Now by a simple substitution of terms, such language as this will reveal at once one important fact to us. According to the avowed principles of positive morality, morality has no other test but happiness. Immorality, therefore, can have no conceivable meaning but unhappiness, or at least the means to it, which in this case are hardly distinguishable from the end; and thus, according to the above rigid reasoners, the human race will not have reached the lowest depths of misery so long as it rejects the one thing which ex hypothesi might render it less miserable. Either then all this talk about truth must really be so much irrelevant nonsense, or else, if it be not nonsense, the test of conduct is something distinct from happiness. The question before us is a plain one, which may be answered in one of two ways, but which positivism cannot possibly answer in both. Is truth to be sought only because it conduces to happiness, or is happiness only to be sought for when it is based on truth? In the latter case truth, not happiness, is the test of conduct. Are our positive moralists prepared to admit this? If so, let them explicitly and consistently say so. Let them keep this test and reject the other, for the two cannot be fused together.
[Greek: oxos t’
aleipha t’ egcheas tauto kutei
dichostatount an ou philoin
prosennepois.]
This inconsistency is here, however, only a side point—a passing illustration of the slovenliness of the positivist logic. As far as my present argument goes, we may let this pass altogether, and allow the joint existence of these mutually exclusive ends. What I am about to do is to show that on positive grounds the last of these is more hopelessly inadequate than the first—that truth as a moral end has even more of religion in its composition than happiness, and that when this religion goes, its value will even more hopelessly evaporate.
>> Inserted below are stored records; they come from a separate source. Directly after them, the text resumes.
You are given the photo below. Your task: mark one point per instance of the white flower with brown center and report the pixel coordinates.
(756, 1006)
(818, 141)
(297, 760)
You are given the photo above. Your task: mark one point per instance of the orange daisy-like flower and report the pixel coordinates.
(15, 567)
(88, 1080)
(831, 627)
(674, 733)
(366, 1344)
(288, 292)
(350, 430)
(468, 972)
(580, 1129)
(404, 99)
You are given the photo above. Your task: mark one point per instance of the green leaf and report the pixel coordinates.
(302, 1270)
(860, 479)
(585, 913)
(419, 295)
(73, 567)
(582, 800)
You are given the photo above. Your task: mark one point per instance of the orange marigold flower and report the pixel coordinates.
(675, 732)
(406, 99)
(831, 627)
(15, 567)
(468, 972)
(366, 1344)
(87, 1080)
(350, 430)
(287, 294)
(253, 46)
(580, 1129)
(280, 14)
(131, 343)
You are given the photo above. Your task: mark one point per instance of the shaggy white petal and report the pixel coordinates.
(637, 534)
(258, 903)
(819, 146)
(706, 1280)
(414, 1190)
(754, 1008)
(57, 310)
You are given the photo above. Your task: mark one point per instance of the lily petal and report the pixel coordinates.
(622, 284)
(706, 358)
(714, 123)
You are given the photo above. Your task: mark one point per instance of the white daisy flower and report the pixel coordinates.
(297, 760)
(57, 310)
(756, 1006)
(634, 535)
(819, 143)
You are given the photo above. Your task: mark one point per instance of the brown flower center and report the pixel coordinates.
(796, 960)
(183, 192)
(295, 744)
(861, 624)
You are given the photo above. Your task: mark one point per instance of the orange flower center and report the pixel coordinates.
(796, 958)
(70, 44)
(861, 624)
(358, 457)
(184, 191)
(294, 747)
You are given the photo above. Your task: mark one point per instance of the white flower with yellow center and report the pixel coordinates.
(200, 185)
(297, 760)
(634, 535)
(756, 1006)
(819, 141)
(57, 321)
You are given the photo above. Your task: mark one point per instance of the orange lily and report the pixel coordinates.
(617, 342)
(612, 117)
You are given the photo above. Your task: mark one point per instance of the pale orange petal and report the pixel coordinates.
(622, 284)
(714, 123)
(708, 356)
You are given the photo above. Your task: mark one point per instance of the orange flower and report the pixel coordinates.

At first sight this may seem impossible. The devotion to truth may seem as simple as it is sacred. But if we consider the matter further, we shall soon think differently. To begin then; truth, as the positivists speak of it, is plainly a thing that is to be worshipped in two ways—firstly by its discovery, and secondly by its publication. Thus Professor Huxley, however much it may pain him, will not hide from himself the fact that there is no God; and however bad this knowledge may be for humanity, his highest and most sacred duty still consists in imparting it. Now why should this be? I ask. Is it simply because the fact in question is the truth? That surely cannot be so, as a few other examples will show us. A man discovers that his wife has been seduced by his best friend. Is there anything very high or very sacred in that discovery? Having made it, does he feel any consolation in the knowledge that it is the entire truth? And will the ‘gladness of true heroism’ visit him if he proclaims it to everyone in his club?